Why in many works of the past did the author insert a sort of summary at the beginning of each chapter - or novella? A custom? Or was it intended to intrigue the reader by giving him some ideas about the content of the chapter? Following that example can be useful as a starting point for writing the plot of our chapters. One or two lines to frame the content of the chapter. And then develop them into a broader discussion. Do you write chapter plots? This, obviously, is the method I follow, the one I feel good at, even for short stories. I don't think there is one method that is better than the other: everyone must find their own.
Quixote of La Special Data Mancha Ditto for our Collodi in his Pinocchio : How it happened that Master Cherry, a carpenter, found a piece of wood, crying and laughing like a child. But up to this point we have remained in Europe. In Wang Shih-Chêng's Chin P'ing Mei (Plum Blossom of the Golden Vase), a 16th-century Chinese novel, the same thing happened. The first chapter again: In the intoxication of the heart, His-Mên forms the brigade of ten. Wu Sung meets his brother's wife with icy reserve.

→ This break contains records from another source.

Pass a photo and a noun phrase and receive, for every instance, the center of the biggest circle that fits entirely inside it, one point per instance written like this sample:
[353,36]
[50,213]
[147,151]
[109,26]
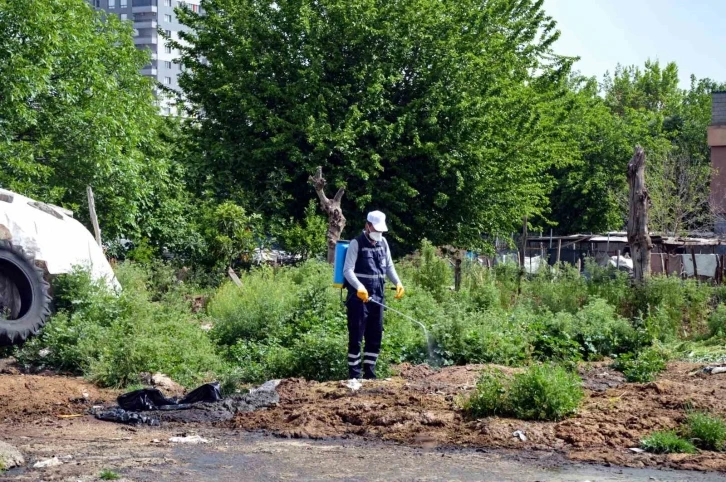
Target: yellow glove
[363,294]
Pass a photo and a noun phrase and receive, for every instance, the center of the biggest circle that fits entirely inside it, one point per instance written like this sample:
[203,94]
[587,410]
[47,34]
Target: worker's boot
[369,371]
[353,366]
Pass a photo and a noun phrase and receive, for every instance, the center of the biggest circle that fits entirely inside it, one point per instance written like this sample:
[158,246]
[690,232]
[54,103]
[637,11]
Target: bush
[545,392]
[667,442]
[560,289]
[482,337]
[259,309]
[111,339]
[717,322]
[644,367]
[433,274]
[706,431]
[490,396]
[257,362]
[541,392]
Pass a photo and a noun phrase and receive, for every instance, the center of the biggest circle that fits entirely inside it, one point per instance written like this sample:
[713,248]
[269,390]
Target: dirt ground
[419,408]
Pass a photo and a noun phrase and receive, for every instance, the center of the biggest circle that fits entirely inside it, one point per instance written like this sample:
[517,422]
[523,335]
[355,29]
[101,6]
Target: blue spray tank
[341,248]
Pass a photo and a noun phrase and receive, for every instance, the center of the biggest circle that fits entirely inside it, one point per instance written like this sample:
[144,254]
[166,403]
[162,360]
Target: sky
[603,33]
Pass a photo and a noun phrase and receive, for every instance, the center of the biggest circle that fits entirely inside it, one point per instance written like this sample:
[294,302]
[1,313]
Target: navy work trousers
[365,320]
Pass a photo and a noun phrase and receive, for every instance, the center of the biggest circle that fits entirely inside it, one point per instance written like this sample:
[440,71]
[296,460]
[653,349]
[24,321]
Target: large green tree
[636,105]
[445,114]
[75,111]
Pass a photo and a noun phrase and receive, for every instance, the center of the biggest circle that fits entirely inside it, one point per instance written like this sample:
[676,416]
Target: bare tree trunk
[336,220]
[638,237]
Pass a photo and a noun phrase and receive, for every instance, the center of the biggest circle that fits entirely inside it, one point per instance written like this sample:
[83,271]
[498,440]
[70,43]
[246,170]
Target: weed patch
[706,431]
[667,442]
[541,392]
[643,367]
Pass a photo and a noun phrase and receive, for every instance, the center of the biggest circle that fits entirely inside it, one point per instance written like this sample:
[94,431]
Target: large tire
[24,298]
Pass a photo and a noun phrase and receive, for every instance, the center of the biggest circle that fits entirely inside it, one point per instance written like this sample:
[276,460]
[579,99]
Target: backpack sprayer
[341,248]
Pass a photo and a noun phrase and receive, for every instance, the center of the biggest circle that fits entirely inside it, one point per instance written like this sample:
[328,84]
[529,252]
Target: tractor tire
[24,298]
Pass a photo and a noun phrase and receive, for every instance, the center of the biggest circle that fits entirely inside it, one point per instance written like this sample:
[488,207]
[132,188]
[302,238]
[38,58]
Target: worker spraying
[367,264]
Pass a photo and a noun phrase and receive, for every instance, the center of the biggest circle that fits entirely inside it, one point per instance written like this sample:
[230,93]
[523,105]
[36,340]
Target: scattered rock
[52,462]
[189,439]
[268,386]
[714,370]
[10,457]
[353,384]
[162,382]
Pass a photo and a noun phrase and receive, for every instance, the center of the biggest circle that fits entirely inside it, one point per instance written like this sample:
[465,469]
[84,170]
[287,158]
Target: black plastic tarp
[152,398]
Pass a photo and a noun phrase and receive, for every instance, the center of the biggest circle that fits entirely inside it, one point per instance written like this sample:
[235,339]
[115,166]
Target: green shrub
[667,442]
[643,367]
[108,475]
[717,322]
[554,338]
[608,283]
[490,396]
[541,392]
[110,339]
[560,289]
[682,306]
[545,392]
[706,431]
[259,309]
[322,355]
[482,288]
[433,274]
[482,337]
[259,361]
[600,331]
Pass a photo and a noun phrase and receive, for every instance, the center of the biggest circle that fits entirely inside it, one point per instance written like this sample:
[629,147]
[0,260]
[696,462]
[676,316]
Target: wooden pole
[234,277]
[336,220]
[92,212]
[457,274]
[693,259]
[607,245]
[638,237]
[524,241]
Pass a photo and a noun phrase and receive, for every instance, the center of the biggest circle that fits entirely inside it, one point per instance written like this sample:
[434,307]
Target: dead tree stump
[638,236]
[336,220]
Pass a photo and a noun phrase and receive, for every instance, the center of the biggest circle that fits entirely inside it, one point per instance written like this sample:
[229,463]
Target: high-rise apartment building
[148,16]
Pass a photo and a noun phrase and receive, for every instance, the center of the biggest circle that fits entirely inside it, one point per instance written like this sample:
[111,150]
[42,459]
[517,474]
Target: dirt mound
[421,407]
[29,397]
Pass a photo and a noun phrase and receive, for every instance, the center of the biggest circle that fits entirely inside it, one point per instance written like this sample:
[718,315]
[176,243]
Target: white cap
[378,220]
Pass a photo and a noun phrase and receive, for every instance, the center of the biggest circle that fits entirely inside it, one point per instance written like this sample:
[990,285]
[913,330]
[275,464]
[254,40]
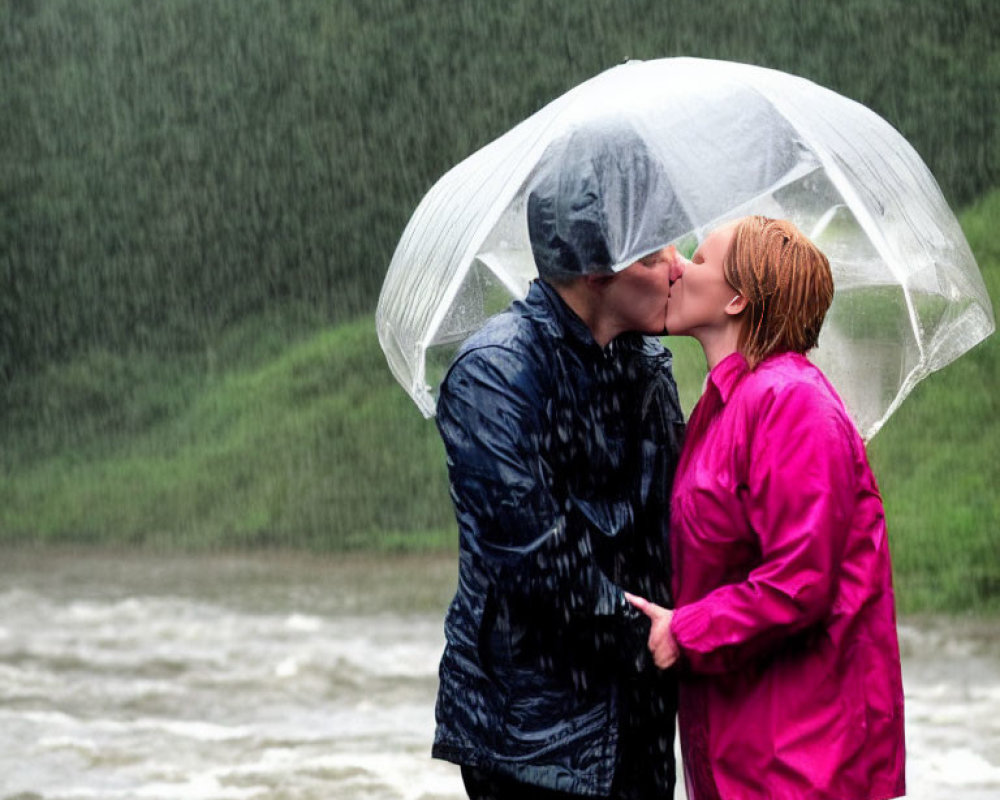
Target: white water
[268,676]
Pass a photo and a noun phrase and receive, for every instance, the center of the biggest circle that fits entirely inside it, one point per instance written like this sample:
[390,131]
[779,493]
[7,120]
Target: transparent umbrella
[731,139]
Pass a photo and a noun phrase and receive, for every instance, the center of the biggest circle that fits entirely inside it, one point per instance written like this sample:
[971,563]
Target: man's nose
[675,263]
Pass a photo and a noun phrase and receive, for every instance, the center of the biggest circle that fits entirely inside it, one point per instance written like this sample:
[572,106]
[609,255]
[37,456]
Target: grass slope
[310,443]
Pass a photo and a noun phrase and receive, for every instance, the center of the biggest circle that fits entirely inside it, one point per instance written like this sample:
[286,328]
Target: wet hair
[787,283]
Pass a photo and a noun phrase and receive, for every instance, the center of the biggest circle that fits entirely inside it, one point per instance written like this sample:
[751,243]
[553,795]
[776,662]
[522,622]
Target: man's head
[598,203]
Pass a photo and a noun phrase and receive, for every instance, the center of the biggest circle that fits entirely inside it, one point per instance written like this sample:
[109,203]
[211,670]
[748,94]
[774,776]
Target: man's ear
[736,305]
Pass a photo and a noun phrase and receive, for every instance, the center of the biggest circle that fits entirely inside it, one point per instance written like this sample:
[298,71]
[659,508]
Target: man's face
[637,296]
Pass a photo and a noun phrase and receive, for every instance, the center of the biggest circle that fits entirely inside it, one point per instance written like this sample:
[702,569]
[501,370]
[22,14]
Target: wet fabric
[791,683]
[560,455]
[599,202]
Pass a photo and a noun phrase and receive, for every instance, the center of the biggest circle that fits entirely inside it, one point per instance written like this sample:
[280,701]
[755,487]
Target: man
[562,426]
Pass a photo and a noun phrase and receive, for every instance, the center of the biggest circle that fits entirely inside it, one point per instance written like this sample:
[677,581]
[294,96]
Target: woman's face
[699,296]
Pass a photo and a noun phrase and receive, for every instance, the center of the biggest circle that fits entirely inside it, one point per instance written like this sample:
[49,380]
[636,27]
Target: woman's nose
[677,263]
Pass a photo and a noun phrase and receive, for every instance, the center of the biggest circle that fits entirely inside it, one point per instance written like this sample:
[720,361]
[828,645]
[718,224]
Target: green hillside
[311,443]
[199,200]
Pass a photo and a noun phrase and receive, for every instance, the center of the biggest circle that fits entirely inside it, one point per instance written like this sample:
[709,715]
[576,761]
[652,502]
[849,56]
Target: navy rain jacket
[560,455]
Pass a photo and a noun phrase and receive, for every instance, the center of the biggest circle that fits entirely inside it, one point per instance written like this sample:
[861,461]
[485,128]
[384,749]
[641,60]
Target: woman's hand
[662,643]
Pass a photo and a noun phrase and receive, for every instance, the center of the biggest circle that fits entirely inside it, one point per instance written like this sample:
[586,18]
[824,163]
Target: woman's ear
[736,305]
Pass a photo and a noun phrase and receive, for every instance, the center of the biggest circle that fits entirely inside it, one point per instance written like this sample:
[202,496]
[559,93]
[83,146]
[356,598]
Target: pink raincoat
[785,617]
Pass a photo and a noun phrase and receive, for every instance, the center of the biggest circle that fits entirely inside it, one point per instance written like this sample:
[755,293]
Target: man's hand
[661,643]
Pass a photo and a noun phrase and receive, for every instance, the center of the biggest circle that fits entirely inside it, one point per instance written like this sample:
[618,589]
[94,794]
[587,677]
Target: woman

Why in many works of the past did the author insert a sort of summary at the beginning of each chapter - or novella? A custom? Or was it intended to intrigue the reader by giving him some ideas about the content of the chapter? Following that example can be useful as a starting point for writing the plot of our chapters. One or two lines to frame the content of the chapter. And then develop them into a broader discussion. Do you write chapter plots? This, obviously, is the method I follow, the one I feel good at, even for short stories. I don't think there is one method that is better than the other: everyone must find their own.